I took currency and coins leftover from my travels around the World and let each child examine it. Together, we identified British pounds, Krone (Icelandic and Danish), Mexican Pesos, Venezuelan Bolivars, Euros, and American coinage of all sorts.
Blindfolded, each child took turns trying to identify the coins solely by touch.
And it occurred to me that an important metaphor was playing out on my dining room table. How we feel about money.
The news of roughly $10 trillion dollars spent by the Federal Reserve shoring up the liquidity of banks during the financial crisis, went over like a thud. The fact that we spent only about three quarters of a trillion for TARP, should give you some context.
Consider the fact that, in 1857 the steam ship SS Central America went down in a storm with 30,000 pounds of gold. The ensuing panic brought on a financial depression in the United States. Lives were dramatically altered on the idea that all that gold was gone.
It’s hard to imagine that kind of loss in confidence when we consider the way our system has been plundered recently. Wallstreet profits from sheepherding then transferring vast sums, back and forth. Day in, day out. And each time taking a slice for itself.

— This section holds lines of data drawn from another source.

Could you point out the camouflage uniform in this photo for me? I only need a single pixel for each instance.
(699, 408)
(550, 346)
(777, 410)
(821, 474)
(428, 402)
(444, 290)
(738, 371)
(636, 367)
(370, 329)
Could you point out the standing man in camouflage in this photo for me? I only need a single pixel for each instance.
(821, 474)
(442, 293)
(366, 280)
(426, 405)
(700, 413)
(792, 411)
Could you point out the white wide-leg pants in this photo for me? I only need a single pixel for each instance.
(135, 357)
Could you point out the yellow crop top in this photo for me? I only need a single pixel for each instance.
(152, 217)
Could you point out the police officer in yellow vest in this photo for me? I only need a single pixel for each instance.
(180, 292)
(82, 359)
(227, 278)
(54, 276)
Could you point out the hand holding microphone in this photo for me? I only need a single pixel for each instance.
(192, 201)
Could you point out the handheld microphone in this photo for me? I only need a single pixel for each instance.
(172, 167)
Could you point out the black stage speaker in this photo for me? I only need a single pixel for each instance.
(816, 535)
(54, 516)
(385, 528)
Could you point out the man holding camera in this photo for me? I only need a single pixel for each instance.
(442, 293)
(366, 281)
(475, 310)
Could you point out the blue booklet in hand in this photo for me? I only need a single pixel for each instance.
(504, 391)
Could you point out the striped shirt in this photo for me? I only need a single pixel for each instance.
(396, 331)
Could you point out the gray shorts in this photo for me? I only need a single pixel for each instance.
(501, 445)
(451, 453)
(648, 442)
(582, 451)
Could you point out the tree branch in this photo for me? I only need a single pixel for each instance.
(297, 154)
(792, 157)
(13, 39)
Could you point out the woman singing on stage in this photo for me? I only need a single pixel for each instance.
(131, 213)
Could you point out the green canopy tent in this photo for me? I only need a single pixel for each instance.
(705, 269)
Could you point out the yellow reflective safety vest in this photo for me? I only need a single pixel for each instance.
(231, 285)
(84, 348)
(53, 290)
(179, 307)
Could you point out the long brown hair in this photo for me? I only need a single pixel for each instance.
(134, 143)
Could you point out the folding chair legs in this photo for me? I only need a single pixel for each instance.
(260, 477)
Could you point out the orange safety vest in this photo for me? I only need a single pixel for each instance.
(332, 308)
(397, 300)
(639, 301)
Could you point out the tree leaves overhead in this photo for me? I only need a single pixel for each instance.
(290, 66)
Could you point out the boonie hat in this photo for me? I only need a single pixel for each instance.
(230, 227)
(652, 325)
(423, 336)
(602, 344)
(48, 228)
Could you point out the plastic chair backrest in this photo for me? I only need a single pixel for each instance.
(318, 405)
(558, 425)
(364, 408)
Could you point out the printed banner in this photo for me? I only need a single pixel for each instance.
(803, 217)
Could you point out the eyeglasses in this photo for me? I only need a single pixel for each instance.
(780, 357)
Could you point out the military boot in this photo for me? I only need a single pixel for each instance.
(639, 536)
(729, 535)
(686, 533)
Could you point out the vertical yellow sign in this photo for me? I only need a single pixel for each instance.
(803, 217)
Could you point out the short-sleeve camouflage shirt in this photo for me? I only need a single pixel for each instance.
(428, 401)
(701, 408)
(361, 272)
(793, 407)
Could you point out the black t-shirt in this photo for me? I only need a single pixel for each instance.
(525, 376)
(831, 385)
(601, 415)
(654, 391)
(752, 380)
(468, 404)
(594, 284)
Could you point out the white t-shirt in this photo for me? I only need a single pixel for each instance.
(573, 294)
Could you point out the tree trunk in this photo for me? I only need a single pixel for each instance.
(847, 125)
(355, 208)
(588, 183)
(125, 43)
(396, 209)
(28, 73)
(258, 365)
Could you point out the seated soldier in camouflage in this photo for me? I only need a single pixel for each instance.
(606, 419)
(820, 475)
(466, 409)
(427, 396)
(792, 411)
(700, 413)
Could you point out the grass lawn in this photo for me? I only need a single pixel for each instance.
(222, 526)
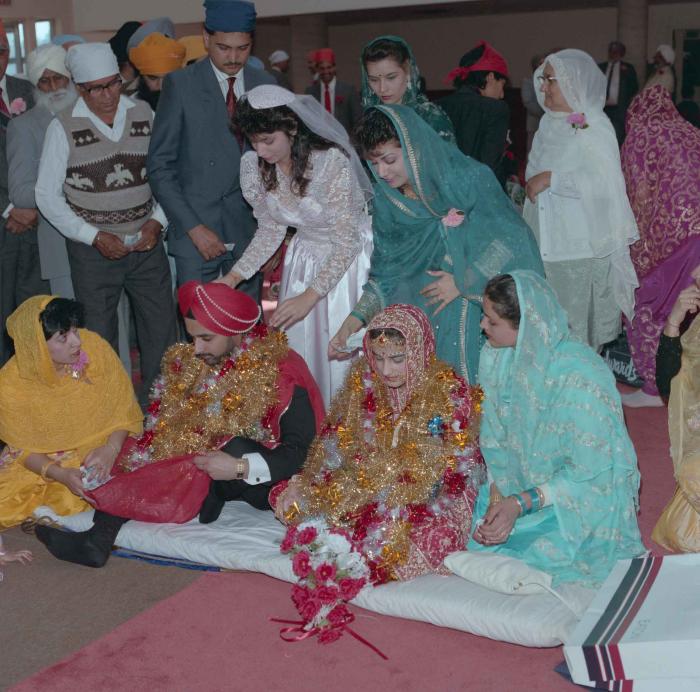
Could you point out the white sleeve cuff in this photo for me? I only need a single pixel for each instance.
(258, 470)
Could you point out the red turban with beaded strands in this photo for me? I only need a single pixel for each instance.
(219, 308)
(490, 61)
(325, 55)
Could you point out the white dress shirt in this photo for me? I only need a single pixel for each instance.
(50, 197)
(331, 88)
(614, 81)
(222, 78)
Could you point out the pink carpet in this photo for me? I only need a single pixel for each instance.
(215, 634)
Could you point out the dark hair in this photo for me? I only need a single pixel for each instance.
(387, 333)
(211, 32)
(476, 78)
(254, 121)
(501, 291)
(61, 315)
(384, 49)
(374, 129)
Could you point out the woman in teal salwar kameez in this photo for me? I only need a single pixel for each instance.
(442, 228)
(563, 474)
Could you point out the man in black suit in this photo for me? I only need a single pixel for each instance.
(16, 97)
(339, 99)
(622, 87)
(195, 155)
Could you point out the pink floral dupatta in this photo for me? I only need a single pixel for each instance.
(661, 165)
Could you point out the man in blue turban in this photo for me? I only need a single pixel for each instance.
(195, 154)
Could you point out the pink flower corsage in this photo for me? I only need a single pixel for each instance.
(455, 217)
(18, 106)
(577, 121)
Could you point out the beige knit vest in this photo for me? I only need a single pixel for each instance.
(106, 182)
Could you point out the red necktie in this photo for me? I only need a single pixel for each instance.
(231, 108)
(3, 105)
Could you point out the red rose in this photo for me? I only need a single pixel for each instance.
(307, 535)
(349, 588)
(301, 565)
(325, 571)
(300, 595)
(327, 594)
(309, 610)
(339, 615)
(328, 636)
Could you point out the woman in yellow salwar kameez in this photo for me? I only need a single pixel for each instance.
(65, 401)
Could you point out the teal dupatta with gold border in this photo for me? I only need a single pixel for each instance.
(410, 238)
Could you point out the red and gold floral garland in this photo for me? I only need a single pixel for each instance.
(195, 407)
(379, 476)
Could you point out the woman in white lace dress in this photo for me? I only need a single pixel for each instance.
(305, 174)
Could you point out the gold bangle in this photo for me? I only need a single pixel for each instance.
(45, 468)
(540, 495)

Now consider that everything in the United States, is worth roughly $40 trillion, and that the Federal Reserve simply created about a quarter of that amount and distributed it to banks. Out of thin air.

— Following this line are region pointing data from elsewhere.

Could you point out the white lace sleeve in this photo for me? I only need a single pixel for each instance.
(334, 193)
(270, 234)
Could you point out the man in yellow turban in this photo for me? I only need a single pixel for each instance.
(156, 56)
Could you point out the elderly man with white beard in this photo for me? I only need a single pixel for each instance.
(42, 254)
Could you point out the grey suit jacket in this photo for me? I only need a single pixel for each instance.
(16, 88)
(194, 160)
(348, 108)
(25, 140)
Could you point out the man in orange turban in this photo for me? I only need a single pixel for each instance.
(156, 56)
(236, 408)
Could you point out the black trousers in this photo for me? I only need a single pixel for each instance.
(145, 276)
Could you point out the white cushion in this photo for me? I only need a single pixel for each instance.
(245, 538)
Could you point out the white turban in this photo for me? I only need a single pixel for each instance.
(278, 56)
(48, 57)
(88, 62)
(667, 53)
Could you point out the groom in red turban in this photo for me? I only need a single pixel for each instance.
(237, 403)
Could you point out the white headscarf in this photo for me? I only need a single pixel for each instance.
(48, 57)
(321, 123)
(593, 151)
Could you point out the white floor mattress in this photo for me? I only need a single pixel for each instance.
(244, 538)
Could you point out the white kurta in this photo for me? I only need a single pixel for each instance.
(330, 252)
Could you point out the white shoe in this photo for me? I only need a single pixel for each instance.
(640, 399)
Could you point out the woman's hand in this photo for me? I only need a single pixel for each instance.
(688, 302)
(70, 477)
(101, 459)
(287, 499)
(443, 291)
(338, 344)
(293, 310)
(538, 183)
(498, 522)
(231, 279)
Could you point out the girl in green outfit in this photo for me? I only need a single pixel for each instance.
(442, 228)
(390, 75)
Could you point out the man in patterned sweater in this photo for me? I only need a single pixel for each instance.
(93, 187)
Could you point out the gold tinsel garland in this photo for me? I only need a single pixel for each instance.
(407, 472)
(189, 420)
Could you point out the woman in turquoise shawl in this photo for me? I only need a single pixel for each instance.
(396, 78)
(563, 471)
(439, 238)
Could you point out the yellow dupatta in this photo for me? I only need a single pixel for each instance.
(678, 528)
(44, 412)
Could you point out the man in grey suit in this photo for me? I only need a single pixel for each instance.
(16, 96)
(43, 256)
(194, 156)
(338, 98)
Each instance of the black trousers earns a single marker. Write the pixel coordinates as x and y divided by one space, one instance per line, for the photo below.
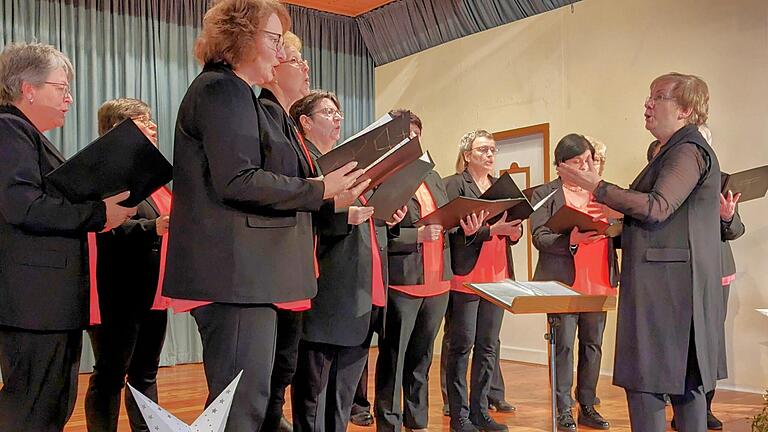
722 363
327 377
647 412
39 379
590 326
475 326
405 355
124 345
286 355
238 338
497 391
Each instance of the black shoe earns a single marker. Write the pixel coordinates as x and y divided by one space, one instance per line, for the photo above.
361 419
486 423
588 416
565 422
285 425
463 425
713 422
501 406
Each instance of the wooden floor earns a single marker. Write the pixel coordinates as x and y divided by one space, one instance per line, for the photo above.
183 392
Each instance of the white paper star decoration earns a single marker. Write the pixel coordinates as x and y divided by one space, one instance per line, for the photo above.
213 419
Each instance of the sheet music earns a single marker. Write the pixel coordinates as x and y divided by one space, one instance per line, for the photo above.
543 200
506 290
389 152
386 118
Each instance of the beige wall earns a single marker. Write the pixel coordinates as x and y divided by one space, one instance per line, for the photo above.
588 71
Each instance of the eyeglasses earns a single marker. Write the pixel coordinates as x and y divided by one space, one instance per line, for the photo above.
147 121
653 100
62 87
486 149
293 61
276 39
330 113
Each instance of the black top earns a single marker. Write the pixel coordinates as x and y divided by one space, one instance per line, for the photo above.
43 251
239 230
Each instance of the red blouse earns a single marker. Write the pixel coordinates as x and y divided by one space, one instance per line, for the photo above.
432 256
491 266
591 262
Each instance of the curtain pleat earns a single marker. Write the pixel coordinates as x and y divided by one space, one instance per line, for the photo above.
405 27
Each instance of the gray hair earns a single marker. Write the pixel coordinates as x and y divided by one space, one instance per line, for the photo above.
465 145
31 63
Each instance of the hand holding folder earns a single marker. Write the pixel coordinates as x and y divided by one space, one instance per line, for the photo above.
751 184
122 159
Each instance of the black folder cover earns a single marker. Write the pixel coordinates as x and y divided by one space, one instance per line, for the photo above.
397 190
566 218
450 214
121 159
752 183
368 147
503 188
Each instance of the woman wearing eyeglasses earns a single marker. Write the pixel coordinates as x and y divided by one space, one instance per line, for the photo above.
587 262
474 323
670 302
44 272
351 296
241 231
290 83
129 338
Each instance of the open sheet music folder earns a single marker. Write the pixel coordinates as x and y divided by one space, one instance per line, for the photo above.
505 187
121 159
398 189
752 183
540 297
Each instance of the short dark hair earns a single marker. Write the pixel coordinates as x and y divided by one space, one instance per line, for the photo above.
114 111
413 118
571 146
306 105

I read three stories tonight. One about a fellow Kossack selling his blood. Another about record bank profits and the third was about record income and wealth disparity. Someone needs to explain this to me, in light of $10 trillion injected into the banking system. Convince me it's not a shakedown.
My Kids had a lot of questions for me, and I did my best to teach them the concept of money. And in the end, that’s all it is. A concept. An idea. And that’s all that really matters.
The European continent has been smashed to rubble. Greece has defaulted before. Ships have sank. Stock markets have crashed. And the economies of the World went forward anyway. But now, here in America as in Europe we’re led to believe that the end is nigh, and that austerity is our path out of the abyss, Keynesians be damned. Austerity is the abyss.
We need strong voices and clear leadership in favor of investment in an idea. The idea that there’s hope and a bright future, that we’re not broke. Far from it. It’s only an idea, as is money. So simple even a child can understand.